If you'd like to do some troubleshooting, the script at example/connect.sh is very useful as well. Given a valid Terraform-provisioned environment, it will read from tfstate and create an sshuttle proxy into the private VPC subnets. This means that an unpublished "isolated" OpenShift instance can be connected to from your browser. It requires sudo on your host to run and you will be prompted appropriately.
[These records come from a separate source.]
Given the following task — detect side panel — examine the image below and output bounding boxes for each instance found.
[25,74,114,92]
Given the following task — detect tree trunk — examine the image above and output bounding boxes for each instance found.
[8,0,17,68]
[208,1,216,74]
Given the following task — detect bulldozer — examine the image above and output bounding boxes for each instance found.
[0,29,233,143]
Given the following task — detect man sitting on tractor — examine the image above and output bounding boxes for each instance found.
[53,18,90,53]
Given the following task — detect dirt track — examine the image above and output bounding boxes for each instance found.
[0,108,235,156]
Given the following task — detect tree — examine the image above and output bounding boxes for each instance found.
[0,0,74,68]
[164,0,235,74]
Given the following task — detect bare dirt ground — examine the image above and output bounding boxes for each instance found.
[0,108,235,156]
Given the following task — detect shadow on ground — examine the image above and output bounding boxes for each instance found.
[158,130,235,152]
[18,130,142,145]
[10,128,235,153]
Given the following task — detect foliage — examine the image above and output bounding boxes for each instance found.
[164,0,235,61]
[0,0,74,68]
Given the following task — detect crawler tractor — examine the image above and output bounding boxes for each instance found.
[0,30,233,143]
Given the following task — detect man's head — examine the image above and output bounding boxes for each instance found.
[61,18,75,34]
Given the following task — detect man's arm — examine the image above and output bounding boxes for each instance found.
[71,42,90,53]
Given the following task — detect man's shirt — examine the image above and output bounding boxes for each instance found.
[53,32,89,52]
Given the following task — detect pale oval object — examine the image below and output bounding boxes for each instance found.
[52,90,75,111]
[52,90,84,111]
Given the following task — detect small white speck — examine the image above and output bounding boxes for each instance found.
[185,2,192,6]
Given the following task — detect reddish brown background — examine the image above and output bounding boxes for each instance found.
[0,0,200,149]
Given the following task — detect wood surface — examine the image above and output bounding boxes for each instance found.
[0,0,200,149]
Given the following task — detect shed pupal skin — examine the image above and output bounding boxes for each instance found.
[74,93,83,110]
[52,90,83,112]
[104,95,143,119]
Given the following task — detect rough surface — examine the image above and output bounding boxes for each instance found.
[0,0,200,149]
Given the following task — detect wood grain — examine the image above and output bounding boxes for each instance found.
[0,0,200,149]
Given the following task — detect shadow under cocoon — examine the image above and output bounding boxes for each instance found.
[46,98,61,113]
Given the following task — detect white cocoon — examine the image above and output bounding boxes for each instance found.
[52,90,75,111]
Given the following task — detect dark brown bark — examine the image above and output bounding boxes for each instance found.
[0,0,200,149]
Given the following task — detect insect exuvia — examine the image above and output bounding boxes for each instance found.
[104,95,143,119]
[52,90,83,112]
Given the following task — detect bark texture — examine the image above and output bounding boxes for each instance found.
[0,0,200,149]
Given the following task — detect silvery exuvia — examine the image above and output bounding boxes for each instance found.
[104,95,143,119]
Both awscli and sshuttle are included in the requirements-devel.txt, so should be available for the scripts if you ran make prereqs.

Makefile variables

Variable Description Default
VERSION The version of the collection and EE to package/use Read at runtime from VERSION
GALAXY_TOKEN The API token from Ansible Galaxy for publishing a collection Read at runtime from .galaxy-token
PUSH_IMAGE The container image name that the EE will be pushed to for publishing registry.jharmison.com/ansible/oc-mirror-e2e
RUNTIME The OCI container runtime to use for operations that need one podman
ANSIBLE_TAGS The tags to pass to the playbook call ""
ANSIBLE_SKIP_TAGS The tags to skip in the playbook call ""
ANSIBLE_PLAYBOOKS The playbooks to run, and the order to run them in, for the run target create test delete
ANSIBLE_SCENARIO_VARS The scenario variables to load for all hosts in the playbooks (expected to be in example/vars with a .yml extension) "scenario"